Years later, I gave into peer pressure and got a Facebook account, but I stopped checking it after a week. From what I could tell, Facebook was simply a battle royale of people posting the most heartbreaking stories they could find, about people they didn’t know. Well no thanks to that. Life was hard enough already without having to feel terrible about what was going on with total strangers. It would be many moons before I considered social media again.
Instagram was what made me give up my abstinence. Sure, it was 6 years after it launched and 500 million other people had already discovered it, but I came around. At the time, I was really getting into photography, and I liked having a place to share my pictures. I also liked that you didn’t have to read anybody’s stupid story if you didn’t want to. You could just see if you liked their picture and not bother with any of the text. It was beautiful. No sad stories had to be read. No drama. Just scroll through the pictures and move on. Okay, I can get behind this one.

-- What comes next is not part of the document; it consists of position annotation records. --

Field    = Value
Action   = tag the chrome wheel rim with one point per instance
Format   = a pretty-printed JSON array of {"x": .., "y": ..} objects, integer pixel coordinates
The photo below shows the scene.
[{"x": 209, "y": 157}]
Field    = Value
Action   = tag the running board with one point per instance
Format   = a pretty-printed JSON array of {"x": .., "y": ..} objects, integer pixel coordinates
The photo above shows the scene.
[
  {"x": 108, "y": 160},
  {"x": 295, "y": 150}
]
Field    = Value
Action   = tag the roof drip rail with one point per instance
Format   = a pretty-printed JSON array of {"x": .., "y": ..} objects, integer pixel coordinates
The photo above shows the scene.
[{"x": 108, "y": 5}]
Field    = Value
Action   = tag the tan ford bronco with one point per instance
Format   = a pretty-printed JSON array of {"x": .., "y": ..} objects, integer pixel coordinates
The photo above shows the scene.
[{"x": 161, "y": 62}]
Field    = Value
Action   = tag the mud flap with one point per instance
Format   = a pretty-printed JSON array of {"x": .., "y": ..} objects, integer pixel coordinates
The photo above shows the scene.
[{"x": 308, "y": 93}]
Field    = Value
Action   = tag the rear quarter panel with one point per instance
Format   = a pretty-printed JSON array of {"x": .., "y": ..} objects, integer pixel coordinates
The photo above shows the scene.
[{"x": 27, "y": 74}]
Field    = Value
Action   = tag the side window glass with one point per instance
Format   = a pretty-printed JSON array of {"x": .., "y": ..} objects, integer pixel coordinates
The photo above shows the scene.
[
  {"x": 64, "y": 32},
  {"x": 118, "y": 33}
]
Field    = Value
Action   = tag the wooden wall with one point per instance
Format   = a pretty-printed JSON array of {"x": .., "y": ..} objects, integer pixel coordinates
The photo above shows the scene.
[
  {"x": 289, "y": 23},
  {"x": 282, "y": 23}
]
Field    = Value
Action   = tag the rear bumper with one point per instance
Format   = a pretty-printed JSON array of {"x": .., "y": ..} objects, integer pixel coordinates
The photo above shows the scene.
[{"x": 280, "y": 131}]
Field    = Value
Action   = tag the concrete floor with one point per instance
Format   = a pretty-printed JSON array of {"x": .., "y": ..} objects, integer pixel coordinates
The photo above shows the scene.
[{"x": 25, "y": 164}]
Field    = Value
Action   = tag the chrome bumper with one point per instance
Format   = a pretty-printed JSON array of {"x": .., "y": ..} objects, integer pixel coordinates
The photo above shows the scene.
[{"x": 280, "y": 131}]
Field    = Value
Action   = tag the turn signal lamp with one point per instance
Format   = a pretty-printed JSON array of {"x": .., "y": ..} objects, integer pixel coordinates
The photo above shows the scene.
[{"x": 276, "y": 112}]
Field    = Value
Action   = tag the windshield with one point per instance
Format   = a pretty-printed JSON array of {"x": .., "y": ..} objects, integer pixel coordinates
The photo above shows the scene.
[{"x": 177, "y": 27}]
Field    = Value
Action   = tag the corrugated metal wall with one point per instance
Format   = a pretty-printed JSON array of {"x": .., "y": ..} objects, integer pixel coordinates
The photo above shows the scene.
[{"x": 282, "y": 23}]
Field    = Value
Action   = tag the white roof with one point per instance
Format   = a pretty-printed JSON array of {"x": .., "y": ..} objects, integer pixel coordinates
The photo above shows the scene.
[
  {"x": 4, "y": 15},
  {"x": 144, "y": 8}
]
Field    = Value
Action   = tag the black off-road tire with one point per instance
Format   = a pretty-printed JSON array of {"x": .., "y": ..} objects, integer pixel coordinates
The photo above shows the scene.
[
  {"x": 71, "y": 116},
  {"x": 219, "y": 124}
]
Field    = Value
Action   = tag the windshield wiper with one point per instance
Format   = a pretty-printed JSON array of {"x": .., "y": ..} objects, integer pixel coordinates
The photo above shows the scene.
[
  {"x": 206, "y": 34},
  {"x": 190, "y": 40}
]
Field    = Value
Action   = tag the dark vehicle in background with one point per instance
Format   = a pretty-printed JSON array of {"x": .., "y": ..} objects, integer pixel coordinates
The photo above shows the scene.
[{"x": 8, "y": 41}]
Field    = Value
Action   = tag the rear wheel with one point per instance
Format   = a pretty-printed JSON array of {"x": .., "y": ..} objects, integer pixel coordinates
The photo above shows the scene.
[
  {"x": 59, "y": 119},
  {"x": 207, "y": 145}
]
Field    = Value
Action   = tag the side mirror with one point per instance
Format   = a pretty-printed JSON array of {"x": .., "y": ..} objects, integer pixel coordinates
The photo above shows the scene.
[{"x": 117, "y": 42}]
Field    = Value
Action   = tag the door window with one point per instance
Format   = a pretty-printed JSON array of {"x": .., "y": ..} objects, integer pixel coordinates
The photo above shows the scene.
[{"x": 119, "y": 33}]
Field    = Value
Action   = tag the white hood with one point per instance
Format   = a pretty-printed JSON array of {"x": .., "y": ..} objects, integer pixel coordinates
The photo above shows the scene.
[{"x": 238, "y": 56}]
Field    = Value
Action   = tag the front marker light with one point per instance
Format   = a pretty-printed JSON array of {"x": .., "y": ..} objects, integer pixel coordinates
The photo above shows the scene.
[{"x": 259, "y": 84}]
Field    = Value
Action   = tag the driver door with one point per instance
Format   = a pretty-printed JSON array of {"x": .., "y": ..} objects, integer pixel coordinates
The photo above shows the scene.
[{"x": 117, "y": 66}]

On Instagram, I noticed people were using all of these pound signs and I had to Google what they were. Oh, so those are hashtags. I still didn’t quite get them, so I asked my kid’s babysitter for advice. After trying to explain it to me several times, she decided I was hopeless and graciously took me on as her Padawan apprentice. Under her tutelage I learned that the hashtags in my first posts were really, really dumb, and that I used way too few of them. Overcompensating for my lack of social awareness, I then used way, way too many, which earned me more reprimands. Matt, you can’t use twenty hashtags. You need to cut that down to like five, tops. To be #instacool, I think you are supposed to use no more than four hashtags, but no less than two. I couldn’t get myself to use less than eight; I was hashtag raving mad. Wanderingmatt8 still had lots to learn.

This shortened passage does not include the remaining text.